I’m new to Godot and currently struggling with a NavigationAgent2D and multi-layer TileMap & TileSet issue in my game. The TileMap has two layers: ground and trees.
TileSet Layers: My TileSet includes a navigation layer for all ground tiles and a physics layer for the tree tiles. The trees are set with a physics layer in the TileSet editor, causing collisions with players and enemies correctly.
The Issue: Enemies, using NavigationAgent2D, don’t navigate around the trees; they aim straight through them. This is evident as the navigation path is displayed for debugging in real-time.
A Specific Observation: When I place the tree tiles on the ground layer of the TileMap, the navigation agent successfully finds a way around them. However, this leads to a visual issue where the trees look somewhat broken due to the transparent background showing the default background
My Confusion: I assumed that defining a navigation layer and a physics layer for trees would guide NavigationAgent2D about passable and impassable tiles, no matter what TileMap layer the tiles are on. It’s puzzling why the agent fails to avoid trees on a separate layer but works when they’re on the first layer of the TileMap
I’m unsure what I’m missing in this setup, and why the navigation agent behaves differently based on the layer placement. Any insights, suggestions, or advice, especially from a beginner’s viewpoint, would be immensely helpful.
I assume you are baking the navigation mesh with e.g. a NavigationRegion2D or the NavigationServer2D. What counts for the pathfinding is the navigation mesh so naturally all physics collision is ignored if it is not somehow baked into a navigation mesh surface.
The 2D navigation mesh baking only parses TileMapLayer0. It parses only the Layer0 because navigation meshes can not overlap or intersect. TileMap has not figured out how it can prepare its internals to avoid broken navigation meshes caused by TileMapLayers so that feature is unsupported.
What some users do to work around this is to use a TileMap to mirror just the cells with navigation polygon and collision polygons for the baking. Or some add the polygons manually in scripts and bake the SourceGeometry with the NavigationServer2D.
Thank you so much for your detailed explanation. It really helped clarify things for me, especially regarding the limitations of parsing only TileMapLayer0 for navigation mesh baking in Godot. Your insight into this matter is greatly appreciated!
I must admit, I’m not fully versed in how the navigation mesh is being baked. I haven’t been using NavigationRegion2D or NavigationServer2D explicitly. My approach was based on a tutorial I followed on YouTube (link to the tutorial), where I added NavigationAgent2D to the enemy. In the tileset, I only added one layer of navigation and one layer of physics. Specifically, I applied the physics layer to the tree tiles and the navigation layer to the ground tiles.
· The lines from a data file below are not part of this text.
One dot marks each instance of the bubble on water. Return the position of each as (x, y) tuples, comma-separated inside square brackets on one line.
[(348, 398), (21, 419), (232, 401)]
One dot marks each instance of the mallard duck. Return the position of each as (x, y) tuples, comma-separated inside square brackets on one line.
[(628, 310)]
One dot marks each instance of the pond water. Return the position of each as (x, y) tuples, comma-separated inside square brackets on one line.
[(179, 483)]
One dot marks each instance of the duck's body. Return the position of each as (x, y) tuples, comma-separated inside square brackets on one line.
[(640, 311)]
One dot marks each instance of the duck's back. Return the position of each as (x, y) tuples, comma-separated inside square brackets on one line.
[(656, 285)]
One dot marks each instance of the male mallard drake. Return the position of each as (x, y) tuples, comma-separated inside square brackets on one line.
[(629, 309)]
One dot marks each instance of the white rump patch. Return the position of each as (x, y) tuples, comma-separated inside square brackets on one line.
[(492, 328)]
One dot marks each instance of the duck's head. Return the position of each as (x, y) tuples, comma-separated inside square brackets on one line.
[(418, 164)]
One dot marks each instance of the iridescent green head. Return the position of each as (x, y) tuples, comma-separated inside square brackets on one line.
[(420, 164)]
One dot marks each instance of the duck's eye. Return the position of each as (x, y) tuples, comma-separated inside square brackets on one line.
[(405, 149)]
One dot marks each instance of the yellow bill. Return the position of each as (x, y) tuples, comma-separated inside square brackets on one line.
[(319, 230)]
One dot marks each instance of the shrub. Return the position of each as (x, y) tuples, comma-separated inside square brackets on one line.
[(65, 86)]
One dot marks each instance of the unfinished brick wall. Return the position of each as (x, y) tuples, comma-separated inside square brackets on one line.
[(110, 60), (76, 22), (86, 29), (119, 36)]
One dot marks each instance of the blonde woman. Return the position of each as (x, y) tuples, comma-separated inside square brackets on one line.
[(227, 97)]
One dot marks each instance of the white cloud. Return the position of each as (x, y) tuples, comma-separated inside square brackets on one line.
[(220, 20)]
Given your explanation about the parsing of only layer0, I’m now wondering how I could correctly build the navigation mesh via the tilemap. My main challenge is integrating my trees on layer0 without disrupting the visuals, particularly due to the transparency issue I encounter when adding tiles with transparency on layer 0.
Do you have any suggestions or tips on how I might approach this? Is there a way to work around the transparency issue when adding my tree tiles to layer0, so that they can be part of the navigation mesh without affecting the game’s visual appeal?
Again, thank you for your valuable input, and I look forward to any further advice you can provide!
As mentioned some users solve this by using 2 TileMaps. One for the visuals and one they mirror with scripts with cells that have just the logical data like navmesh and collision polygons that they use for the baking.
I know this is a bit old at this point, but since I’ve ran into a similar issue and haven’t found a clear answer in the forums, and while the suggested solution is one option, I decided to add some other alternatives as well.
As it’s been mentioned, the navigation polygons in different TileMapLayer instances (and in different layers of TileMap) are merged which means if there’s a navigation tile in one tile map layer, it doesn’t matter if another layer doesn’t have it, in the final navigation polygon, that tile will be considered traversable by the navigation agent. Another important point, also mentioned already is that physics layer doesn’t affect the navigation at all, which means that making tile collidable doesn’t automatically makes it not traversable by the navigation agents.
So, for OP’s specific case, one option would be to add an alternative ground tile that looks the same, but doesn’t have navigation on it and use that one in those places where trees will be placed on top.
Another option would be to not have tiles in the ground layer where there are trees in the tree layer. Although this assumes that the trees don’t need to be blended with the ground in the background (in which case you don’t really need two layers anyway).
Finally, there’s a third option of resolving this with a script. It basically comes down to checking other layers and eliminating navigation tiles when there’s an untraversable tile in any of the layers at the same coordinates. This video explains it nicely: https://youtu.be/7ZAF_fn3VOc?t=530 .
I hope this is helpful the next person with the same issue.